Sheltered within the confines of Canada, we had no idea that many of these bands that were part of our lives, were not even known south of the border. Now I could rant and write a 10-pager on the CRTC, a Canadian Government run agency that ensures a minimum percentage of the music and entertainment we receive here in Canada is Canadian!. I could also add a few more pages on the sorry state of our “Canadian” record labels that did less than nothing to get these great bands heard in the US. That’s another article for another time.
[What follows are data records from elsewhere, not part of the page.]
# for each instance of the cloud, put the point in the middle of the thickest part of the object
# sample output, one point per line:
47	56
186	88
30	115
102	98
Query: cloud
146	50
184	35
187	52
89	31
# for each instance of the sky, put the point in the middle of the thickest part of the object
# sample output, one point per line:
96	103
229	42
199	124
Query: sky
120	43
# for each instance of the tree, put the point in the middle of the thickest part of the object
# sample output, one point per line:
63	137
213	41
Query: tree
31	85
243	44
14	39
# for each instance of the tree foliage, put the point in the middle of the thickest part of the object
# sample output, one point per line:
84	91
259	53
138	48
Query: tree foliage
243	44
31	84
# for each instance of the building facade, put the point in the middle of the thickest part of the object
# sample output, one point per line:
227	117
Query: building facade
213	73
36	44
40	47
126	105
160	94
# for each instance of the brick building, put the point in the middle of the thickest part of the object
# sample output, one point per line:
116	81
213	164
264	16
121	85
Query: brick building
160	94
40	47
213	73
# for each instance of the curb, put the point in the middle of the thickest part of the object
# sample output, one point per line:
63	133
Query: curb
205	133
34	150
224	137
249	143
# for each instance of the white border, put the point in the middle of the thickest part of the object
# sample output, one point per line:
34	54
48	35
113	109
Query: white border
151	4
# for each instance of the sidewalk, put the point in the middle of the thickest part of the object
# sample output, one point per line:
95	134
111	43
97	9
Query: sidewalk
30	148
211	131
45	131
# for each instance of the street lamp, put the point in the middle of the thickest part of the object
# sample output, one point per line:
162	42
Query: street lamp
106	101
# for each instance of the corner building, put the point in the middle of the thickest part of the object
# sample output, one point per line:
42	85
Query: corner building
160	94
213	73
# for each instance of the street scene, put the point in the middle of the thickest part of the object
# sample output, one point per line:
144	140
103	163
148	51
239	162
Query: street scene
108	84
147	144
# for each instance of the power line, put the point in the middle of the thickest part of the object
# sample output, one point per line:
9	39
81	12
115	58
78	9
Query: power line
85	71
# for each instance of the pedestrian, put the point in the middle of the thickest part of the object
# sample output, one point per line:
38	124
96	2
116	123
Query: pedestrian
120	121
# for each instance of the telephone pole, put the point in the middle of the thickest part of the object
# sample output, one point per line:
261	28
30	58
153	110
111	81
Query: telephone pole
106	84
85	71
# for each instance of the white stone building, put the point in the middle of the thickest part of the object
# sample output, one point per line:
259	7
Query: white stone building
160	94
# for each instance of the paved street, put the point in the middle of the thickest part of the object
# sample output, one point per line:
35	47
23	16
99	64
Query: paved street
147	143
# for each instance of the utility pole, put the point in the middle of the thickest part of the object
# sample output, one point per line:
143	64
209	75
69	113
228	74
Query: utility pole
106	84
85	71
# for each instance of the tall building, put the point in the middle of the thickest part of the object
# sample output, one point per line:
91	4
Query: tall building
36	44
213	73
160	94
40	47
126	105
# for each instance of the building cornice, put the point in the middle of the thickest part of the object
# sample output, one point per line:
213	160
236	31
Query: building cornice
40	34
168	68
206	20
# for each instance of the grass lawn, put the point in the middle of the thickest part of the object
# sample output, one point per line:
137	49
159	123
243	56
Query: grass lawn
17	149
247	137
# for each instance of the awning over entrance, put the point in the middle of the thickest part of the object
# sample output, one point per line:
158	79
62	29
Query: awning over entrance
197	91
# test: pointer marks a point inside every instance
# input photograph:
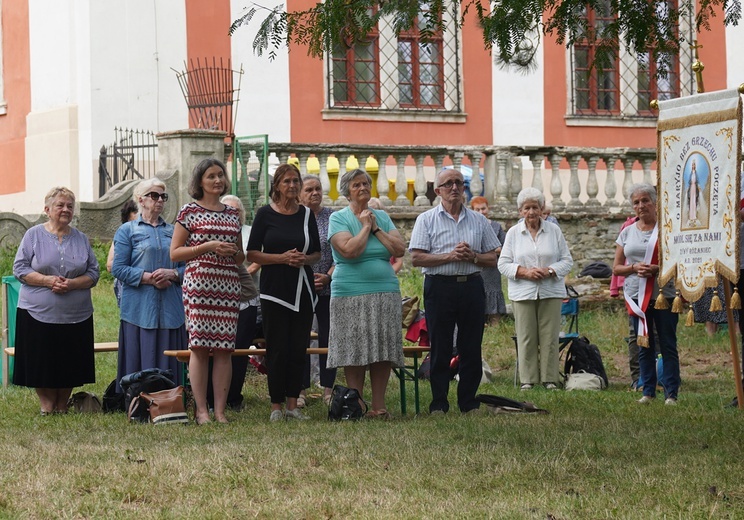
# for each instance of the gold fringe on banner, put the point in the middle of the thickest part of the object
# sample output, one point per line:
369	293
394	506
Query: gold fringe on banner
715	302
678	306
690	321
736	300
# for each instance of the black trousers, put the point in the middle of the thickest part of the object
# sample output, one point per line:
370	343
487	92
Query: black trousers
450	302
287	335
323	314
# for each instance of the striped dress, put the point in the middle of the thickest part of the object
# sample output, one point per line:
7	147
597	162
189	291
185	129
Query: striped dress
211	285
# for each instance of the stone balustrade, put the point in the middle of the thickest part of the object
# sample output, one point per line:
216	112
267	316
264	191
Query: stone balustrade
570	177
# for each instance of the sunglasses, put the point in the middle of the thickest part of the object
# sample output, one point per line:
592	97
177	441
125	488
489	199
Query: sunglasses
155	196
449	184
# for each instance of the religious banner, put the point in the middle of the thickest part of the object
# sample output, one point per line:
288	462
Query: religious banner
698	163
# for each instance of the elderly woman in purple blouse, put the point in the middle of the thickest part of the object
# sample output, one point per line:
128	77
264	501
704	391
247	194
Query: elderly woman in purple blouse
54	320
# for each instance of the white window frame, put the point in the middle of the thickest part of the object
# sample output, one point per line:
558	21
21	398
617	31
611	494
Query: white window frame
628	73
389	108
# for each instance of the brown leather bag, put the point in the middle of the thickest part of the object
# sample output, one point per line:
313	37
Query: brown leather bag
164	407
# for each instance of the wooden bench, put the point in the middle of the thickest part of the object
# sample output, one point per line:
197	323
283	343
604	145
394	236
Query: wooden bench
109	346
404	373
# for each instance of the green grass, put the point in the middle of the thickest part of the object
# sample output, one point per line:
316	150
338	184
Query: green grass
596	455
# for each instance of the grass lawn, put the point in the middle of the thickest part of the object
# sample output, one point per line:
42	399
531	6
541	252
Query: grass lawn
596	455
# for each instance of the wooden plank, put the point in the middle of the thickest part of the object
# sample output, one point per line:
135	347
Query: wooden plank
110	346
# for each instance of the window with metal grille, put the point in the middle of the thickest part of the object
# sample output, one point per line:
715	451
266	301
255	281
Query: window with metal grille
397	73
625	85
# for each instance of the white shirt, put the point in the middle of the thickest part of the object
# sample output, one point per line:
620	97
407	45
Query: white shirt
547	249
437	232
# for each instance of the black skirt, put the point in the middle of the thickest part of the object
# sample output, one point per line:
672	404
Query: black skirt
53	355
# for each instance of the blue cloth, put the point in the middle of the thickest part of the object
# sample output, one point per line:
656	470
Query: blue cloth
436	232
138	248
664	321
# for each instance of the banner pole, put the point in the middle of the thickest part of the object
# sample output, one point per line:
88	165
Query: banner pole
734	346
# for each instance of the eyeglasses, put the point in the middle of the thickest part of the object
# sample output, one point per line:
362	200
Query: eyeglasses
155	196
448	185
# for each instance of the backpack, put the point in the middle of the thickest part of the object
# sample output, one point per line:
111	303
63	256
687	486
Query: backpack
505	405
148	380
583	356
346	404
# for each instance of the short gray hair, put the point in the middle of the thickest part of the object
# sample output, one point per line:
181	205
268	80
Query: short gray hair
346	178
310	177
241	207
530	195
146	186
644	188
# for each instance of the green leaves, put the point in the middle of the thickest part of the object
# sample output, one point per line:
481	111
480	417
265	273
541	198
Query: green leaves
512	29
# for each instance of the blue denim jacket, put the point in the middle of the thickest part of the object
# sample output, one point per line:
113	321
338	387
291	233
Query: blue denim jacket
139	248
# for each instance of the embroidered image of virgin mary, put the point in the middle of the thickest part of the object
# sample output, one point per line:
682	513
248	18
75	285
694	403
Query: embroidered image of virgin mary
695	205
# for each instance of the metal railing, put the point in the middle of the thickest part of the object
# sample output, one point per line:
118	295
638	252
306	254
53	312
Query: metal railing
133	155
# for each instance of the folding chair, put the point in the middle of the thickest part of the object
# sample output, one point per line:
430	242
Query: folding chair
569	327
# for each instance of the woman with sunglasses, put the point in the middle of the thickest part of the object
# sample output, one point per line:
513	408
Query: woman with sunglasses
152	317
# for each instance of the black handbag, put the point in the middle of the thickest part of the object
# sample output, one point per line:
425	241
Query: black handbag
346	404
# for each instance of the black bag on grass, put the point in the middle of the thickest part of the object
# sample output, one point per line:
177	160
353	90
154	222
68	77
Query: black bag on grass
506	405
581	355
149	380
113	401
346	404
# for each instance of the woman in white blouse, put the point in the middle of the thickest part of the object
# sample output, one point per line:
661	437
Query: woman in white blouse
535	258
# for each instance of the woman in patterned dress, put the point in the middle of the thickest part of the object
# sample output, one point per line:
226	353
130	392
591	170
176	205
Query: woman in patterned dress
207	237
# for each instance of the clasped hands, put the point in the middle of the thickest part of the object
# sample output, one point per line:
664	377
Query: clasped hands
463	253
294	258
60	285
534	273
644	270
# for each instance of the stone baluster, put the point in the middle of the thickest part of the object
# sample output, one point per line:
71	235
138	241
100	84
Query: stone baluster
514	174
457	159
302	158
574	186
536	161
476	185
610	186
325	182
592	187
556	188
502	180
628	163
341	200
646	164
383	186
419	184
401	182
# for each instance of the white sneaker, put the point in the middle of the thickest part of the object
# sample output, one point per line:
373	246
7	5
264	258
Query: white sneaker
295	414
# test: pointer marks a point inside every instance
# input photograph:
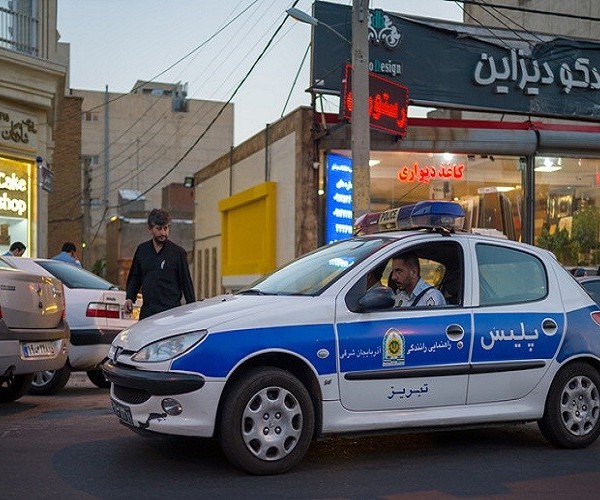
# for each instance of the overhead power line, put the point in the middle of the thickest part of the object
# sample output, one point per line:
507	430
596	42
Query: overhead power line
524	9
219	113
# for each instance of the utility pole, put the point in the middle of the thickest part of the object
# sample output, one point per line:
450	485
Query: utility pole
106	150
86	221
361	139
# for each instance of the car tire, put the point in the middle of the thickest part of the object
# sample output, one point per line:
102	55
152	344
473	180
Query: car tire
49	382
572	413
97	378
15	387
267	422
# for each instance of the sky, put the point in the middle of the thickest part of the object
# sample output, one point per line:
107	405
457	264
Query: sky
211	46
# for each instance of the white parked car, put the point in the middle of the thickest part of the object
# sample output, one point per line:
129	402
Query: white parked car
33	332
312	350
95	313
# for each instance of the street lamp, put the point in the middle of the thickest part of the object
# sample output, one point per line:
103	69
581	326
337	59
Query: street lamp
361	140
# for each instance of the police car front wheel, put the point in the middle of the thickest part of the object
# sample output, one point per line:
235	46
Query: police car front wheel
267	422
572	415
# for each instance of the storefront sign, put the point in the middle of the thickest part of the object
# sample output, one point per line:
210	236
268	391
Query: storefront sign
459	65
14	191
15	128
425	173
338	198
388	103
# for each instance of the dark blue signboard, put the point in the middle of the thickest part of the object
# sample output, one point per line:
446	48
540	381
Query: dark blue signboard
338	198
447	64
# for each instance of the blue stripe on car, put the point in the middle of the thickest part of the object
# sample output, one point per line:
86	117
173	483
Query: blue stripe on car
221	351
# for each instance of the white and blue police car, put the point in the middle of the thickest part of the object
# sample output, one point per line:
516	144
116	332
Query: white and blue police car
310	351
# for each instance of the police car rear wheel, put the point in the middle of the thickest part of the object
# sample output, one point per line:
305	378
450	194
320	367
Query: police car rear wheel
572	415
50	381
14	387
267	422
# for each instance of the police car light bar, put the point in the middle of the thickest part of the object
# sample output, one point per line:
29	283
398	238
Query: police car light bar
447	215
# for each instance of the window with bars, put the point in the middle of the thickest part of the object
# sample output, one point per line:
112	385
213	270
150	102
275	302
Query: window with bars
19	26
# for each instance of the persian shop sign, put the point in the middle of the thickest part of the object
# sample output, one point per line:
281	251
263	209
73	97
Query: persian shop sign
338	198
388	103
456	65
424	173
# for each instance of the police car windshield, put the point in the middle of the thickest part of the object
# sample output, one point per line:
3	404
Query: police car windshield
315	271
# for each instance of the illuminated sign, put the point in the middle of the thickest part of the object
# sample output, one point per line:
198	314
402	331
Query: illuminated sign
425	173
14	189
388	103
338	198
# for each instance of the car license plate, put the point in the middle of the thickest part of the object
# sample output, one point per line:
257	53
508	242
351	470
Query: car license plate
123	412
37	350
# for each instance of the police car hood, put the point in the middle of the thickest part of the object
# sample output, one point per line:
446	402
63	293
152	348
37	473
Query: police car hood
231	312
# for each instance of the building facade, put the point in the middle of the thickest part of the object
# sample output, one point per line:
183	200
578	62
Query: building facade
32	80
532	176
143	140
256	207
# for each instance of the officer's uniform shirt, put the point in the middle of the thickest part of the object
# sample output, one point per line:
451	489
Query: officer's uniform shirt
432	297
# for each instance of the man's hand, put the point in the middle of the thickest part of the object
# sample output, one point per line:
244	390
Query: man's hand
129	306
So when I started writing for the Decibel Geek, I wrote some of my first articles about some of the Canadian bands that I love. Thought I should write about what I know and being the only Canadian writer for the site (at the time, anyway) it was something a little different, but it was much more than that.
Chris borrowed the phrase “building a local music scene with a worldwide audience” and that really spoke to me. I love the fact that I have been able to share some of my favourite Canadian music with people from all over. Not just because I am proud to be Canadian, but because these bands wrote great music that moved me and I love to share that with my friends.
It’s almost frustrating when I speak with people and they are completely unaware of these bands and their music. I know it’s not their fault, they can’t know about stuff they have never been exposed to. I spoke with one of our writers and asked her who her favourite Canadian rock band was, and she honestly informed me that other than Rush, she really couldn’t think of any. I have enrolled Cynthia in Wally’s Canadian Metal 101 program. Just wait till she gets her first tuition bill!
How can we have bands that have gold and platinum albums in Canada that are invisible beyond our border. It sucks for everyone involved, the artists for not getting their just rewards and for the listener who never got to enjoy the art in the first place.
So I raise my glass to Chris and Aaron for giving us the Decibel Geek Podcast creating this local music scene for us all to enjoy. I encourage everyone to support their local indie bands, the best music is often being played just down the street so be sure to get out and discover some new favourite bands, buy their CD’s and then share them with the Decibel Geek Podcast!
For those that enjoyed the music that Rich and I played this week, please let us know. God knows we could hijack the show again! Our Canadian music collection is quite extensive m/!